Fleming heirs win battle court over `worthless` land dispute
The family of the James Bond author Ian Fleming yesterday won a costly boundary dispute with their neighbours, the relatives of Lord Lucan - reports
The Scotsman.
A judge at Oxford County Court ruled that Lucan's descendants must replant trees they felled on a narrow strip of land to which both sides lay claim.
After the decision to award the Fleming dynasty £7,000 in damages - leaving aside the matter of legal costs estimated at £120,000 - Lucan's cousin, Victor Bingham, 40, vowed to fight on. "Many people lose at county court level - the High Court is much more fair. We are planning to appeal," the publishing director from Henley-on-Thames, Oxfordshire, said. "There is nothing in the judgment that's beyond overturning. There is always the second bite at the cherry."
Over the past 18 months, the two families have been embroiled in a dispute over a strip of land beside the cottage where Ian Fleming is reputed to have dreamt up his first Bond novel, Casino Royale.
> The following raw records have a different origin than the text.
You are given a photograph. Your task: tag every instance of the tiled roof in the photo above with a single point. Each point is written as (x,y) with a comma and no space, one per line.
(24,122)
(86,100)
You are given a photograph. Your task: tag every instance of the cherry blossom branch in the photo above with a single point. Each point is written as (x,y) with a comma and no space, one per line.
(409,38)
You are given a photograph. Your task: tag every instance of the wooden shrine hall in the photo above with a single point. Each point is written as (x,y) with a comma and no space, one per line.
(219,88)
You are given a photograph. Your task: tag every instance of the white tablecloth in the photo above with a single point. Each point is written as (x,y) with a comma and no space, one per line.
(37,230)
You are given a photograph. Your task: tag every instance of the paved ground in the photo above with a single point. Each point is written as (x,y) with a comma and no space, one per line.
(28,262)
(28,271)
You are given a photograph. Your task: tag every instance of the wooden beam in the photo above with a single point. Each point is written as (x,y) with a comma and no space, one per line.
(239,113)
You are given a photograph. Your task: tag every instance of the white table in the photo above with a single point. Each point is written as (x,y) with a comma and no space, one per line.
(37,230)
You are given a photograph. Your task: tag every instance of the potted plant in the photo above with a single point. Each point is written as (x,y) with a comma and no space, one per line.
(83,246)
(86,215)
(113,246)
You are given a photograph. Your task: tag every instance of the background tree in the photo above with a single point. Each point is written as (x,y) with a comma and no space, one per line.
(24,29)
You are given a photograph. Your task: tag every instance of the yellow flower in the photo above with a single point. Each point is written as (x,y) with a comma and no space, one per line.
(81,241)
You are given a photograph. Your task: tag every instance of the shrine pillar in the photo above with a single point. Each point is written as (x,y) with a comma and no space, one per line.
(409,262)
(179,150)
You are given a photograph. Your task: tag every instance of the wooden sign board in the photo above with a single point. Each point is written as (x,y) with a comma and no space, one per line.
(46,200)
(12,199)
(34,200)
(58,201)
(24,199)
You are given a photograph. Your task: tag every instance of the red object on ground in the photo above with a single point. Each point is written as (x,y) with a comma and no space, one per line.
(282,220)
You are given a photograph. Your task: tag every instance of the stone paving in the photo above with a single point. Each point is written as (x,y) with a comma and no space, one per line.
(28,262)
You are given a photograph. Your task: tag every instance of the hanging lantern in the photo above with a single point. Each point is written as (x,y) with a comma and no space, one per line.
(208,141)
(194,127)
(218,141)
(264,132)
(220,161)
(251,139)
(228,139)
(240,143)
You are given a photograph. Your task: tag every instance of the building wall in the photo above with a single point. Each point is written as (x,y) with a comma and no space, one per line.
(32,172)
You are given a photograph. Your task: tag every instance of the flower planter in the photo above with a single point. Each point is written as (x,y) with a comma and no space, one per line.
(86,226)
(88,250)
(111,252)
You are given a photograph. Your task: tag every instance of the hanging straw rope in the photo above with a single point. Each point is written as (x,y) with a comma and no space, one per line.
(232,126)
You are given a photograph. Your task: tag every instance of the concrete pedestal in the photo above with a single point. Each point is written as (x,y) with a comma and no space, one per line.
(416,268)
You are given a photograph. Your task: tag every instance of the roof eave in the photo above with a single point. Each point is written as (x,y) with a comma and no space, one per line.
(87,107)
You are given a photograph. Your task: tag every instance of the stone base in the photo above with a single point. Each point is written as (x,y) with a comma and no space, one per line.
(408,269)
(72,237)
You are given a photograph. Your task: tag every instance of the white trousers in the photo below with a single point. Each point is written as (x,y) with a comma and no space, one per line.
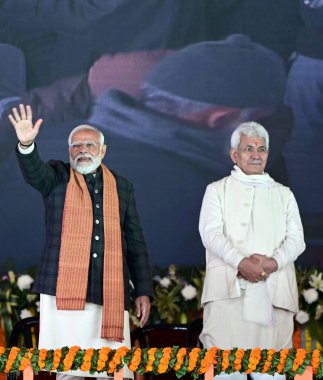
(59,328)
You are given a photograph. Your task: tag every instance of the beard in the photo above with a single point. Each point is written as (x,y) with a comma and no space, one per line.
(87,166)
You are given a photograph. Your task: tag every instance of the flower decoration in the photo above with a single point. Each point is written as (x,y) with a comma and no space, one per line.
(156,361)
(310,287)
(177,295)
(16,300)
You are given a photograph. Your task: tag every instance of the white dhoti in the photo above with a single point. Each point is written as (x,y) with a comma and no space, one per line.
(59,328)
(224,327)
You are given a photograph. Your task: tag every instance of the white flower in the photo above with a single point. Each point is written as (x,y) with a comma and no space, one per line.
(24,282)
(189,292)
(25,313)
(316,281)
(318,312)
(165,282)
(31,297)
(302,317)
(311,295)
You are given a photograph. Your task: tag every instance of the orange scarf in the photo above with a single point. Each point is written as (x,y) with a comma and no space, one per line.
(75,253)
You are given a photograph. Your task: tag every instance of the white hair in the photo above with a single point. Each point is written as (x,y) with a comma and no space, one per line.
(85,127)
(251,129)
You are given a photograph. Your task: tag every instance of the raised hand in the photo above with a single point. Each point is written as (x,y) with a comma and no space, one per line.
(22,122)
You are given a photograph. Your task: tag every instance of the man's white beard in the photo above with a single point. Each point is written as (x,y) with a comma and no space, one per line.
(86,167)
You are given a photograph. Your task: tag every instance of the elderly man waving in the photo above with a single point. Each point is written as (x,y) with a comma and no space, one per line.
(252,231)
(94,243)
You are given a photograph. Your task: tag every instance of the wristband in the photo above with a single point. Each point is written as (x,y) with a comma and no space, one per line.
(23,146)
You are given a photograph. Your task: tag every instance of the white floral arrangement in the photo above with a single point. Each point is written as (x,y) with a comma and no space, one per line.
(310,287)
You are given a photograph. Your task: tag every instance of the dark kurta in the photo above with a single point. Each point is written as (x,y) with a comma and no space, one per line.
(51,180)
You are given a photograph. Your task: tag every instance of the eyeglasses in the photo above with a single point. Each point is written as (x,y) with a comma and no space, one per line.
(251,149)
(90,145)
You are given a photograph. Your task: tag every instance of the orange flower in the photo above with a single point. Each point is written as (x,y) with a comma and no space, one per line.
(268,361)
(11,358)
(180,358)
(69,358)
(135,360)
(225,360)
(117,357)
(238,359)
(164,361)
(283,356)
(41,358)
(151,359)
(192,358)
(87,359)
(56,358)
(254,359)
(208,359)
(299,358)
(315,360)
(103,357)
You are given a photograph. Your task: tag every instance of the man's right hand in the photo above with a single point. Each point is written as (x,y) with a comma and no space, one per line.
(250,269)
(22,122)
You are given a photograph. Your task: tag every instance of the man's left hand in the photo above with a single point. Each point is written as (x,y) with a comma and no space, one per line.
(268,263)
(142,309)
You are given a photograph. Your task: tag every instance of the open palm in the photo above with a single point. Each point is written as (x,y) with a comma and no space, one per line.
(22,122)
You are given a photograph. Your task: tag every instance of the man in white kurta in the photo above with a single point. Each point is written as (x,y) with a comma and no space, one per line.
(252,231)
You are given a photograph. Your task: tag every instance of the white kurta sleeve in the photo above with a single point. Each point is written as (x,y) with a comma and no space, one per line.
(212,231)
(293,244)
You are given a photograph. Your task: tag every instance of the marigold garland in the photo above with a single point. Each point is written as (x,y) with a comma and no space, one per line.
(269,360)
(151,359)
(208,359)
(165,359)
(135,361)
(283,356)
(162,360)
(56,358)
(315,361)
(254,360)
(237,364)
(192,358)
(180,358)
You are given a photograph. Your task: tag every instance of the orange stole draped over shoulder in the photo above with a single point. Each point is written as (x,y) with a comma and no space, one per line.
(75,253)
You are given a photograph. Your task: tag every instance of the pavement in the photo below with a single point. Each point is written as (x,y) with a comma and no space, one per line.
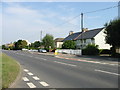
(93,59)
(45,70)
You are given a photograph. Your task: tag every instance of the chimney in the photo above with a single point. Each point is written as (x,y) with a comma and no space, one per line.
(71,32)
(85,29)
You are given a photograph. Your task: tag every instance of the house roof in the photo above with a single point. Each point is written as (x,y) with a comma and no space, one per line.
(89,34)
(85,35)
(72,37)
(59,39)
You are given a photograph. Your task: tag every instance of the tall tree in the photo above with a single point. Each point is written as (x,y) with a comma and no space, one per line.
(112,32)
(20,44)
(48,41)
(37,44)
Kiln Cottage in Oxfordshire was bought in 1960 from the author's brother Peter by the family of Lord Lucan, who disappeared mysteriously in 1974.
The run-down, 17th-century cottage, inhabited most recently by Mr Bingham's aunt and co-defendant Rosemary Mackenzie, 63, borders the Nettlebed Estate, which the Flemings bought in the early 1900s.
However, relations between the neighbours have soured drastically of late.
At the centre of the grievance is a 5ft-wide strip of muddy grass running between the two properties.